Sean Hardesty Lewis

Project Details

Human Operator is a human augmentation tool that allows an AI to briefly take control of your body to help you learn and do things you might not be able to do on your own. Using a Vision-Language Model for human motor control through Electrical Muscle Stimulation (EMS), the system translates high-level voice commands into precise muscle actuations. It’s an exploration of on-body intelligence, where the gap between intention and action is bridged by a machine. This project, a collaboration with a talented team, won the "Learn" Track at the MIT Hard Mode hackathon in 2026.

I showed up to the Media Lab for the 48 hour hackathon (MIT HARD MODE) knowing absolutely nobody and found a team of five others who I had never met before, but we shared common interests. We didn't entertain normal ideas because building another tool that just spits out chat bubbles or generated art bored us, and this was HARD MODE. We wanted to do something completely unhinged: see if we could hack humanity itself into a direct hardware peripheral for an algorithm. Wiring up raw nervous systems to decision support systems over the weekend was chaotic, but feeling a machine successfully hijack your joints to execute physical actions in the real world was a truly rewarding experience.

Inspiration

The inspiration came from a simple question: what if learning a new physical skill felt less like a struggle and more like a guided experience? We're surrounded by AI that can process information and generate complex plans, but the output is usually text or images. What if the output was direct physical assistance? We were fascinated by the idea of using AI to close the loop between seeing, understanding, and acting, using the human body itself as the output device. This led us to explore Electrical Muscle Stimulation (EMS) not as a therapeutic tool, but as a medium for instruction and augmentation.

Overview

Human Operator is a system that allows an AI to guide your hand and finger movements using EMS. You wear a camera that provides a first-person point of view to a Vision-Language Model (VLM).
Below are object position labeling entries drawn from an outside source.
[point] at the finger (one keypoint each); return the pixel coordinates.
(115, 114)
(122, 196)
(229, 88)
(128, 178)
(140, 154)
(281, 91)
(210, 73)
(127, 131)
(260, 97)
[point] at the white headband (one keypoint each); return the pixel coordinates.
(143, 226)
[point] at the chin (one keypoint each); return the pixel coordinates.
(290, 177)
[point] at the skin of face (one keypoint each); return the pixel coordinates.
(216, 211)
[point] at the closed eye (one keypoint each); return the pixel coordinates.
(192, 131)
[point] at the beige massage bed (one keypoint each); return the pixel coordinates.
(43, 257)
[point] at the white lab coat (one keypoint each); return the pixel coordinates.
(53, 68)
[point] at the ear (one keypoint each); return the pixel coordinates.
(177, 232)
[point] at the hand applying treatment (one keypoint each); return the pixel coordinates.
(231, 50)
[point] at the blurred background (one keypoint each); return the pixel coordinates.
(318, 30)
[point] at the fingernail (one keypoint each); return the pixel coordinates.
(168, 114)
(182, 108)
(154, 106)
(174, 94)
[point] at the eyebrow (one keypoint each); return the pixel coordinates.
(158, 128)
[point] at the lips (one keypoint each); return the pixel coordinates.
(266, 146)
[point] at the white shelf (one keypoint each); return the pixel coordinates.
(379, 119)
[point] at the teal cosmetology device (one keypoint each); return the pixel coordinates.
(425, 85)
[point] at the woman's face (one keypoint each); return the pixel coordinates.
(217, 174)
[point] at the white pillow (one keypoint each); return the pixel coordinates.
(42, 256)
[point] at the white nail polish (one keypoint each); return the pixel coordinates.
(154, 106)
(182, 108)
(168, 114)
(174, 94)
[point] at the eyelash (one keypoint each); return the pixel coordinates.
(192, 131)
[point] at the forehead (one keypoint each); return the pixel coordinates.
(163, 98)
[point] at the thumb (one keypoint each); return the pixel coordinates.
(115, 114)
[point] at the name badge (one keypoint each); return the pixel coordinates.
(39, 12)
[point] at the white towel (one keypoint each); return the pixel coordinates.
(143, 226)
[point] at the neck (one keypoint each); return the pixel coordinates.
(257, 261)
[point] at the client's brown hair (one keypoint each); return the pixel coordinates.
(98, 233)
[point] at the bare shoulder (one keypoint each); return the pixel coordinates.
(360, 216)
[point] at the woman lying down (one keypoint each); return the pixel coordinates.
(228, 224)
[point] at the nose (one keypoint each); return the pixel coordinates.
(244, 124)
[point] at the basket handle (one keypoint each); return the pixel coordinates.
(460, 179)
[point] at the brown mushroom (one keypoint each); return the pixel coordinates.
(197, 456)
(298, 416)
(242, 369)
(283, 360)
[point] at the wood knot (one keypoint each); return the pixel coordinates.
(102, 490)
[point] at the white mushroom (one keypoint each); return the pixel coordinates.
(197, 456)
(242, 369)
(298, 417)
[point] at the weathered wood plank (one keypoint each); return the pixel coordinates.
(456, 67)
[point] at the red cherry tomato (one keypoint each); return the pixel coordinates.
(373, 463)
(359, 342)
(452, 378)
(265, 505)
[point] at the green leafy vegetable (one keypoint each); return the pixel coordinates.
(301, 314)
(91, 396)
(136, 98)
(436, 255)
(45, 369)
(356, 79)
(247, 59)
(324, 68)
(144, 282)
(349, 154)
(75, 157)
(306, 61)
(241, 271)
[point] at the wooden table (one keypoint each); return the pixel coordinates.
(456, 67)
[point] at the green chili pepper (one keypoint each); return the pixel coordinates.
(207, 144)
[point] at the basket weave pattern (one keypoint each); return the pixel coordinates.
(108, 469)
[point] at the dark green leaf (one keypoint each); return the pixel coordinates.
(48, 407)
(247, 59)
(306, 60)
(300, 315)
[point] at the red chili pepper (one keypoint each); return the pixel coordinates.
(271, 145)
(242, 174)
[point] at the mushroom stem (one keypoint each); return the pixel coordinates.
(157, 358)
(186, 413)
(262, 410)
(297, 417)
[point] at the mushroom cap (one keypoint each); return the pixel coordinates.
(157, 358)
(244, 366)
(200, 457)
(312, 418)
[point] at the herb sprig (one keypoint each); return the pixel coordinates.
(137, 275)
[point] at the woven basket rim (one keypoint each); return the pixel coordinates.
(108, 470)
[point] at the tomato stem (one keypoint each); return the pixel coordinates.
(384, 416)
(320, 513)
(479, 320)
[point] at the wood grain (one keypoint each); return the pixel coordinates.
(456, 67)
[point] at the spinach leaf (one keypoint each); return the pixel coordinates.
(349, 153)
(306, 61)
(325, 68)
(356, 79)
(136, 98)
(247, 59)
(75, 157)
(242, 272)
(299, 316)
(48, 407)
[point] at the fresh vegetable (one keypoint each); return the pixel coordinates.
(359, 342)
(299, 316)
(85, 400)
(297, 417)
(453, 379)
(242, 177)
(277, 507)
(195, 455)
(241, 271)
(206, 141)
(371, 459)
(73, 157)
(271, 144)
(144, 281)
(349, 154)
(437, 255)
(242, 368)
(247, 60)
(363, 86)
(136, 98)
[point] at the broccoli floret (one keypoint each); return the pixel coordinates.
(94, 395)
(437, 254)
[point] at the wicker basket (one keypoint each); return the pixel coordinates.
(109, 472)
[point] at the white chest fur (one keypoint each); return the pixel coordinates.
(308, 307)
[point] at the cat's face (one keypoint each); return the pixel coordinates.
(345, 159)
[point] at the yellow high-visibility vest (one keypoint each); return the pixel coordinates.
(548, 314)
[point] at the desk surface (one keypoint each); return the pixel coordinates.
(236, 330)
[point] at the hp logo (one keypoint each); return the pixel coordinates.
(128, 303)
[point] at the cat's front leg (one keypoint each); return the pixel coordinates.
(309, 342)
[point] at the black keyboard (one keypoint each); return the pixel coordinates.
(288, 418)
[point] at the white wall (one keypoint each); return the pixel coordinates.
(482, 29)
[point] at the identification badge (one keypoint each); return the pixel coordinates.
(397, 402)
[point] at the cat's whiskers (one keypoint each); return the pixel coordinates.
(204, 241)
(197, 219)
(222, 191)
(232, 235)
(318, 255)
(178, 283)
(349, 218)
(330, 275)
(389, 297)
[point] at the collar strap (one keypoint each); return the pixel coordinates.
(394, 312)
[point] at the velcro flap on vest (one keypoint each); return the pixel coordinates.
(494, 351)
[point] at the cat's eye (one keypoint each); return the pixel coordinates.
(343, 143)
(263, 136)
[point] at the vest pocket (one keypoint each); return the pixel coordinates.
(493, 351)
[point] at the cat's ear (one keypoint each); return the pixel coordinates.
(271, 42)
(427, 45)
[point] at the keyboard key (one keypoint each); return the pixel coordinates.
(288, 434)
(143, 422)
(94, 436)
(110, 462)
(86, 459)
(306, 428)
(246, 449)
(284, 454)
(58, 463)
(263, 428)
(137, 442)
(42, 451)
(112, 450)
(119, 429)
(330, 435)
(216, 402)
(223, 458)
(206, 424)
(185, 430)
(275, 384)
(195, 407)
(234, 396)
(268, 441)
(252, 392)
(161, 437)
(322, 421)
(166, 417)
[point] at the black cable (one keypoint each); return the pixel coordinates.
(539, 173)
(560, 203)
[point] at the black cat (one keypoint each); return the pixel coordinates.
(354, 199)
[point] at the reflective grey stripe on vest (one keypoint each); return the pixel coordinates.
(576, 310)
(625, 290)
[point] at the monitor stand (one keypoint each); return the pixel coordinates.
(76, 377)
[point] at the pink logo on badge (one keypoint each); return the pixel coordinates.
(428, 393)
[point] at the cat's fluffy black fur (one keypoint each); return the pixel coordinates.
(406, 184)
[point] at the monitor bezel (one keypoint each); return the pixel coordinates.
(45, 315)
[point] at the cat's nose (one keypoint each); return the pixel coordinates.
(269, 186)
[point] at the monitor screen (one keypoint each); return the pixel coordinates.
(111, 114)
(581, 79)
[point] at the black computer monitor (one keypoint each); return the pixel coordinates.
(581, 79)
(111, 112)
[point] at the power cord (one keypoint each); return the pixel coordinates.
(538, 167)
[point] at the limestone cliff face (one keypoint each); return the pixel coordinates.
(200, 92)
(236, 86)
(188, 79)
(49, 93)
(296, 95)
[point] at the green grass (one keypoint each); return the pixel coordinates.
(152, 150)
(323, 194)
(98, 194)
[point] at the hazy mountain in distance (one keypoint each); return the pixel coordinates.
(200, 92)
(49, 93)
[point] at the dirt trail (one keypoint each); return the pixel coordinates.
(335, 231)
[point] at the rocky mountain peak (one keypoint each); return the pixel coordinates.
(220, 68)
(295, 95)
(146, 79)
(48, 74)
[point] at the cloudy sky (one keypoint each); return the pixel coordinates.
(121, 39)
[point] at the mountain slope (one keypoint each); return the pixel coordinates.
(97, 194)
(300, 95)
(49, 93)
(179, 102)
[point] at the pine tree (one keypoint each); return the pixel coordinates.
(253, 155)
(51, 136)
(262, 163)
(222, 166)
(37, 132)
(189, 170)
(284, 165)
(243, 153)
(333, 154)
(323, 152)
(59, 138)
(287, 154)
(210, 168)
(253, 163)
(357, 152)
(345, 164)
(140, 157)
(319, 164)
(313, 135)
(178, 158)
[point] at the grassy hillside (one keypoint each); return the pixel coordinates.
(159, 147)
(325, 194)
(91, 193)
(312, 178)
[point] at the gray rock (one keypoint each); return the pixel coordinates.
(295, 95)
When you give a voice command like "Hey Operator, play the melody," the AI analyzes the video feed (e.g., seeing a piano), formulates a plan, and sends signals to an Arduino-controlled EMS unit strapped to your arm. The EMS unit then stimulates the appropriate muscles to make your fingers press the keys in sequence. The goal is to create a seamless feedback loop where AI perception guides physical action in real-time.

_{Left to right:
AI stimulates wrist to say 'Hello' back • AI stimulates fingers in sequence to play melody • AI stimulates fingers to form 'OK' sign}

System Architecture

The project is a demonstration of real-time human-computer integration, connecting a powerful cloud-based AI to local hardware for precise physical control.

Sensing: A camera captures the user's first-person perspective, streaming video to the main application. Voice commands are captured to trigger the AI.
Reasoning: The video stream and voice command are sent to a Vision-Language Model (in our case, Anthropic's Claude API). The VLM interprets the scene and the user's intent to generate a sequence of motor commands (e.g., "press index finger," "lift middle finger").
Actuation: These commands are sent to a Flask server running locally, which communicates with an Arduino microcontroller via serial. The Arduino controls a set of relays connected to a TENS/EMS unit. The relays direct electrical pulses to gel electrodes placed on the user's arm, stimulating the muscles that control finger and wrist movements.

The entire loop, from voice command to muscle actuation, is designed to be fast enough to feel interactive and responsive.

Electrode placement map for EMS Map showing anode and cathode placements for targeted muscle actuation.

Discussion

Human Operator is a step towards a future of "on-body intelligence," where AI doesn't just give you information, but physically assists you in executing tasks. The experience of having your own hand move under AI control is both strange and powerful. It opens up possibilities for accelerated skill learning, remote assistance, and new forms of artistic expression.

During the MIT Hard Mode hackathon, we demonstrated the system's ability to teach simple piano melodies, perform sign language gestures, and even complete fine motor tasks. The project was recognized as the winner of the "Learn" track, highlighting its potential in education and skill acquisition.

Of course, this technology also raises important ethical questions about agency, control, and the boundary between human and machine. Our work is intended as a provocation, a tangible prototype to spark discussion about what it means to collaborate with AI on a deeply physical level.

This project was a team effort, and I'm grateful to have worked with Peter He, Ashley Neall, Valdemar Danry, Daniel Kaijzer, and Yutong Wu.

Winners of MIT Hard Mode hackathon holding a giant check.